The presence of specific mutations could suggest for a more aggressive primary treatment if a higher risk of recurrence can be expected.
Introduction Borderline Ovarian Tumors (BOTs) behave indolently in the vast majority of cases and the prognosis is usually favorable. There is more evidence that two subtypes of BOTs represent a higher risk of recurrence or even progression to an invasive ovarian cancer. In case of a presentation with a micro-papillary grow pattern or when invasive implants are diagnosed the prognosis tend to be less favorable.
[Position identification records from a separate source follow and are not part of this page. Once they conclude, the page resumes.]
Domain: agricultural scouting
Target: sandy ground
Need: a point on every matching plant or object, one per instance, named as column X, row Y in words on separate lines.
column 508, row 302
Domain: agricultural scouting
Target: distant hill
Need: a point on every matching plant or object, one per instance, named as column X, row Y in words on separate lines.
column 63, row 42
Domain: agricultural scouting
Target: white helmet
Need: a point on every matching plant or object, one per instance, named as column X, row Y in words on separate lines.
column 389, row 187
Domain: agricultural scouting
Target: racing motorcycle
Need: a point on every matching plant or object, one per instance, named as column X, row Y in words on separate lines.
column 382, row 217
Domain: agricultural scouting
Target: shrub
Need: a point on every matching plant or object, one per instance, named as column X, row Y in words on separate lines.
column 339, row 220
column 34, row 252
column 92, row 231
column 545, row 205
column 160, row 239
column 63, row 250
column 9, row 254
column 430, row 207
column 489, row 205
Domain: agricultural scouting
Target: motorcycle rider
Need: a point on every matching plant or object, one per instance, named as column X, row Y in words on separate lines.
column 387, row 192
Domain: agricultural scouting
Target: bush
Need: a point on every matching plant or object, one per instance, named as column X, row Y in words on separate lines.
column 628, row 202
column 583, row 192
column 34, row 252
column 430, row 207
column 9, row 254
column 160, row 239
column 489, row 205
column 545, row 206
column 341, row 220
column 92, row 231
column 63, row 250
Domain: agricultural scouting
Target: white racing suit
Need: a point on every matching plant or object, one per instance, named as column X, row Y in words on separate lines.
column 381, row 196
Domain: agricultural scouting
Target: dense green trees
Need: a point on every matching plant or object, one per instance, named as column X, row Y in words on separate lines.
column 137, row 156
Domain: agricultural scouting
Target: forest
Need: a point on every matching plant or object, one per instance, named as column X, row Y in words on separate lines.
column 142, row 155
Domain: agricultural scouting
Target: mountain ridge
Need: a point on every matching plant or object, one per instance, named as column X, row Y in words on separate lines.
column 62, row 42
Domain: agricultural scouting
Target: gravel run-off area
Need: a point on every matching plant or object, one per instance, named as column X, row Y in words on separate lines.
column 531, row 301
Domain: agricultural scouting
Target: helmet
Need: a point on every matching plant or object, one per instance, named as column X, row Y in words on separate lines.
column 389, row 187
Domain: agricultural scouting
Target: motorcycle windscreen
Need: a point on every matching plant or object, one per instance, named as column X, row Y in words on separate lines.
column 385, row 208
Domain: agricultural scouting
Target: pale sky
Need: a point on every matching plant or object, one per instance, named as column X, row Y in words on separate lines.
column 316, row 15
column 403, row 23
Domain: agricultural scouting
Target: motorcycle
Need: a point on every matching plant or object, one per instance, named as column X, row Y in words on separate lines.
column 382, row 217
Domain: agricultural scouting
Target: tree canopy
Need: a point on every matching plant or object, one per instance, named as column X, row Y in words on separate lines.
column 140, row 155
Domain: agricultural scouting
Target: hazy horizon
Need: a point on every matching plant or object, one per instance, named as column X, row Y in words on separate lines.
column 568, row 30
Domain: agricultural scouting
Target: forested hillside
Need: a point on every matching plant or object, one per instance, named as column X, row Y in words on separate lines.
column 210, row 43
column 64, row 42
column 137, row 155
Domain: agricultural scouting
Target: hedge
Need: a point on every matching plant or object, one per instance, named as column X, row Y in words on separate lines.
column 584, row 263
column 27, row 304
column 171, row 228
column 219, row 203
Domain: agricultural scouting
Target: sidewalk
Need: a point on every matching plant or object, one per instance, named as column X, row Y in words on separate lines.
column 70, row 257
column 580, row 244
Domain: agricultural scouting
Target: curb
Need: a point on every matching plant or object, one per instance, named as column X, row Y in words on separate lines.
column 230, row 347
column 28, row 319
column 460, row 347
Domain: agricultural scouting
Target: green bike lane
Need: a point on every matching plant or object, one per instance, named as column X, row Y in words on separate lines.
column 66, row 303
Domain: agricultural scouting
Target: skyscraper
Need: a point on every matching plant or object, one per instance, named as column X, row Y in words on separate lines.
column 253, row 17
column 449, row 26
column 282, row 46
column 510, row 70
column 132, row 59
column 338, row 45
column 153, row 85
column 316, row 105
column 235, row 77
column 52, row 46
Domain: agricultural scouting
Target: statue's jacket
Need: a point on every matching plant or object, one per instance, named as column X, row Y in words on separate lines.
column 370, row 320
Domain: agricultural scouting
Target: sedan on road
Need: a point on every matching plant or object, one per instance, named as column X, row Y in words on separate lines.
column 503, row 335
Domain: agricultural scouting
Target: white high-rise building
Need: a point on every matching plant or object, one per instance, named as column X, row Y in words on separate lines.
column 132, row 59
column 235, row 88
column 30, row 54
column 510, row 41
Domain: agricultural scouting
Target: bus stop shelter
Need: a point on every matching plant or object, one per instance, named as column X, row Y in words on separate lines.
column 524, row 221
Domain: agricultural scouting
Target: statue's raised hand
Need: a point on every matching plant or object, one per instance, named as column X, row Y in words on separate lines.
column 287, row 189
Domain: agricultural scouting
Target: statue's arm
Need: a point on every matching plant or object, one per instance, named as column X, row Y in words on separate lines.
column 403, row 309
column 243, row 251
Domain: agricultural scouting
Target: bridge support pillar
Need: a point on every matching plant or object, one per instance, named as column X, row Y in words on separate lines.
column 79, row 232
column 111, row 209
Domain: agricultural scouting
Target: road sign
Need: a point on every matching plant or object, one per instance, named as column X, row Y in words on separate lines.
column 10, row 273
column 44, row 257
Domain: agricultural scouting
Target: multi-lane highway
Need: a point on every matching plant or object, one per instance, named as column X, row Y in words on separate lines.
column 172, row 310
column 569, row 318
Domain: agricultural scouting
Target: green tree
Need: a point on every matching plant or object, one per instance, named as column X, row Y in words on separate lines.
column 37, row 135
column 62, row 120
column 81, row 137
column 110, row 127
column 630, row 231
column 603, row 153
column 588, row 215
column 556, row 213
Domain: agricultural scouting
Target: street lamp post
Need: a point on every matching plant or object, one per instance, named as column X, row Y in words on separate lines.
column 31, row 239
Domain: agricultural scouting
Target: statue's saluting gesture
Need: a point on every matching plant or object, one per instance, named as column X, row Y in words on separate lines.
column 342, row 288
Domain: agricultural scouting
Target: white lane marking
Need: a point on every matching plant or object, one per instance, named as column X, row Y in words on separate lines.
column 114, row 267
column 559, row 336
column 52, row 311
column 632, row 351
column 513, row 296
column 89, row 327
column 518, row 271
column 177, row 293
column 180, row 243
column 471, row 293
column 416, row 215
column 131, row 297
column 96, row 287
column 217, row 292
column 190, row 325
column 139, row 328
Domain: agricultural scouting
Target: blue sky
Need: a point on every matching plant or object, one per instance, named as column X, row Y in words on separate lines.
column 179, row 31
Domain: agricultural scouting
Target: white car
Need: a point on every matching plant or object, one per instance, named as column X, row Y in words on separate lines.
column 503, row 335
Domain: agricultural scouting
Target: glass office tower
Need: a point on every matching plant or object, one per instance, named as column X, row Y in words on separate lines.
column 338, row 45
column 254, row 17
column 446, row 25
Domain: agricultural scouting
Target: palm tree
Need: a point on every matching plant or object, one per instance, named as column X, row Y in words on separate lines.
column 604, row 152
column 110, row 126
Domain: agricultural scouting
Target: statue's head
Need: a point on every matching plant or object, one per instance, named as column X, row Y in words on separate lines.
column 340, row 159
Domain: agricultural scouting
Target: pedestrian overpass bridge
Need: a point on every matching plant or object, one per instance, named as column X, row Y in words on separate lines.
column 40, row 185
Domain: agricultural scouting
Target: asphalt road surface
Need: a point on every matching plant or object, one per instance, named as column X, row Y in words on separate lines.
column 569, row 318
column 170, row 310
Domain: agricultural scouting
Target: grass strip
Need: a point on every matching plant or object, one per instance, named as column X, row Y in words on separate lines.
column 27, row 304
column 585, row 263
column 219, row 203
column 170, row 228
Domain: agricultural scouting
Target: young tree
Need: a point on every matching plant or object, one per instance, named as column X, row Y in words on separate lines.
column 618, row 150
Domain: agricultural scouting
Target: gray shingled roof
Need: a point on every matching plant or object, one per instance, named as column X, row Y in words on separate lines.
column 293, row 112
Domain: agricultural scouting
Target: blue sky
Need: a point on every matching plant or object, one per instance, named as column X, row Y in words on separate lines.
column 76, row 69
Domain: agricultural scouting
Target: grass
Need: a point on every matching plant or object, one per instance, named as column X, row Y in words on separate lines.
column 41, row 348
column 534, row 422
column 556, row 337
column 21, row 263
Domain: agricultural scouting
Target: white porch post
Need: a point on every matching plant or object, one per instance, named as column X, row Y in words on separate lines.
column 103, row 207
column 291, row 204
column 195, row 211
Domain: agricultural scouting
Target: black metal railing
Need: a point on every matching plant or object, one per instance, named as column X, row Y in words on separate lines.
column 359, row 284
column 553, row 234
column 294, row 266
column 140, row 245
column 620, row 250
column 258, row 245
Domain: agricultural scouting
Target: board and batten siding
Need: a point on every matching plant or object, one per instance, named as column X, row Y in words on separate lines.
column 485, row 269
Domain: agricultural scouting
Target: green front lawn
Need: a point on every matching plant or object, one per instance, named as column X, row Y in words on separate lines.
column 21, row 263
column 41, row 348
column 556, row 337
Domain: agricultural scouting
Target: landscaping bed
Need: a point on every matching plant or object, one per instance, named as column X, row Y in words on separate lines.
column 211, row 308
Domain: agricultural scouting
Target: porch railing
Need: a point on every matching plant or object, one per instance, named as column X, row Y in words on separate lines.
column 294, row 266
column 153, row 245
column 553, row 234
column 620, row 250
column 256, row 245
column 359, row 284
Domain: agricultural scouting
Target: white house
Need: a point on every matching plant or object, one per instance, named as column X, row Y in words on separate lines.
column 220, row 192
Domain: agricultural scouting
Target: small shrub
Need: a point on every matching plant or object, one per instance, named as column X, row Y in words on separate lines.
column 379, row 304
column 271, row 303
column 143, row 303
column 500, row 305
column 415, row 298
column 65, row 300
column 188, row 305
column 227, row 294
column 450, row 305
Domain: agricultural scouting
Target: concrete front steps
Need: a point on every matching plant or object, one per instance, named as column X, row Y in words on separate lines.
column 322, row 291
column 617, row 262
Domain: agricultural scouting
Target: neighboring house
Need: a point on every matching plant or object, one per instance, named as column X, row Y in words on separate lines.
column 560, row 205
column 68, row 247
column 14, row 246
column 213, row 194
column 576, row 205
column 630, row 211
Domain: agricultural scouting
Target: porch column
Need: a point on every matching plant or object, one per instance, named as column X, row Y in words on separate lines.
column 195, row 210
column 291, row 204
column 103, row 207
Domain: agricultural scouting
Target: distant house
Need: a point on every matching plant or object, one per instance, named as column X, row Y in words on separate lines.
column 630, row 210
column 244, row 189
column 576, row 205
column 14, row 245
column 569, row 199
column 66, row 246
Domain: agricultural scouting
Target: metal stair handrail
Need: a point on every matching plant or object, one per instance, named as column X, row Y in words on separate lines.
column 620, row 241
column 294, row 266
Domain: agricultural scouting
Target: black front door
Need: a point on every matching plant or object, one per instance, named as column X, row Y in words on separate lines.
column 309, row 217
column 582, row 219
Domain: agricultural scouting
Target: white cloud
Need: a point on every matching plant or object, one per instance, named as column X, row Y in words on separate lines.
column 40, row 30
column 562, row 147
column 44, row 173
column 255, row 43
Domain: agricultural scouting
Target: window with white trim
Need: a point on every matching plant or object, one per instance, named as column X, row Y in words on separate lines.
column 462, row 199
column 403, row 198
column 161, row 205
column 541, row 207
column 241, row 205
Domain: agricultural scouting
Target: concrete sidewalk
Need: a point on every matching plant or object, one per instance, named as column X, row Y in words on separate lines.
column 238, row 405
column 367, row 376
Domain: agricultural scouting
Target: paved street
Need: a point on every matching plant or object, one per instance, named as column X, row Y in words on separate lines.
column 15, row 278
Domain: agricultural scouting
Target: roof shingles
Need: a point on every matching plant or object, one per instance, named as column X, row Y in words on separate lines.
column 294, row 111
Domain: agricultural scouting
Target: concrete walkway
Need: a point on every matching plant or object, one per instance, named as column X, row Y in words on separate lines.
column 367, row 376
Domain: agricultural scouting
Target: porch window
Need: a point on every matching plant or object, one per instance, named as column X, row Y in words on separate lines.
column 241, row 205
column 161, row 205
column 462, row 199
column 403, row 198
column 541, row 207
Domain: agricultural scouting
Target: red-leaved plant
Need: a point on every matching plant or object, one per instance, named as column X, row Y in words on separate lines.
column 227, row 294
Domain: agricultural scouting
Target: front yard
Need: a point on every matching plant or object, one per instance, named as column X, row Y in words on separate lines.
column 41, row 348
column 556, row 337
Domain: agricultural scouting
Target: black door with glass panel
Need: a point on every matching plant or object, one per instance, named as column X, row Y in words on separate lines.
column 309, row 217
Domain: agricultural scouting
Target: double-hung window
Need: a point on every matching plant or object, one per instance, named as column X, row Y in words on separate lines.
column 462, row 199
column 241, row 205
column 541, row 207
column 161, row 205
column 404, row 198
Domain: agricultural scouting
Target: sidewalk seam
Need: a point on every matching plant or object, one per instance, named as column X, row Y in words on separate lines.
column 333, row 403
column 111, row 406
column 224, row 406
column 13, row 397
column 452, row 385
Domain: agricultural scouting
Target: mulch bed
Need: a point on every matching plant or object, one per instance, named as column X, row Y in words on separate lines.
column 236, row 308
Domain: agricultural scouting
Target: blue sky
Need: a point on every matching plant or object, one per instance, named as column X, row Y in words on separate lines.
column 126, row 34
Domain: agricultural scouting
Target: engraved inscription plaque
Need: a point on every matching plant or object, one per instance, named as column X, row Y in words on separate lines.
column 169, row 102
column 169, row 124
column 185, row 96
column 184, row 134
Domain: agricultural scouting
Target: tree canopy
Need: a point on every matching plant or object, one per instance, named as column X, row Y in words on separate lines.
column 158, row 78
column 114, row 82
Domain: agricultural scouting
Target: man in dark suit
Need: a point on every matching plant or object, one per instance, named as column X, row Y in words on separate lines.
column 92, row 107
Genome sequencing in ovarian cancer helped to differentiate two different pathways in the carcinogenesis.
Low grade serous carcinomas evolving from adenofibromas or borderline tumors over non-invasive micropapillary serous borderline tumors to invasive micropapillary serous carcinoma, show frequent mutations in the Kirsten Rat Sarcoma gene (KRAS), B-Raf Kinase gene(BRAF), Erb-B2 Receptor Tyrosine Kinase 2 gene (ERBB2), Phosphatase and Tensin homolog gene (PTEN), Phosphatidylinositol-4,5-bisphosphate 3-kinase catalytic subunit alpha gene (PIK3CA) and Catenin Beta 1 gene (CTNNB1). This pathway is called Type I and is characterized by a slow step-wise process. These low-grade invasive tumors are indolent and are known with a better outcome than high-grade invasive tumors.
In contrast the Type II pathway development of invasive tumors is rapid and vast majority of tumors show a Tumor Protein p53 (TP53) mutation and loss of Breast Cancer type 1 susceptibility protein (BRCA1).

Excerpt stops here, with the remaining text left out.